What would the search engines be giving the feds?
February 2nd, 2006 It was recently made public that the US government has asked MSN, Yahoo, AOL and Google for some of their search logs. They’ve all handed over the search logs - except Google who is fighting the government. This has raised a lot of concerns about privacy - Danny Sullivan has covered this fairly comprehensively.
The only contribution I’d like to make to this is to give you an idea of what the data might look like that the search engines gave the feds. Here is a link to a file containing almost half a million search terms (zip 2.2MB), from consumer search activity. The file is 7.1MB when it’s unzipped - you can open it in wordpad. It’s really interesting looking at what people search for.
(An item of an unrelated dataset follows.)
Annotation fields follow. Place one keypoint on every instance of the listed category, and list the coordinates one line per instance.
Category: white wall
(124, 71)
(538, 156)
The file is from a day’s activity back in 2001. We’ve removed phone numbers and email addresses. It is ordered alphabetically and each search term is only shown once. Some processing has been done on these keywords - the terms are all lower case, have had white space and punctuation removed and some other processing performed.
This isn’t exactly the format that the search engines would have given the data to the feds and although it does make interesting reading, it does underscore how difficult it would be to get any useful information out of it. Privacy issues aside this seems like a silly request from the Department of Justice. Can anyone see how they could analyze this file to support the child protection law?
FYI - This file is not censored and does contain adult search terms - viewer discretion is advised.


February 7th, 2006 at 6:57 am
Useful, but would be more interesting to see something more up to date. Can you tell us how you came by this data and how it might be possible to get access to this without paying WordTracker lots of money?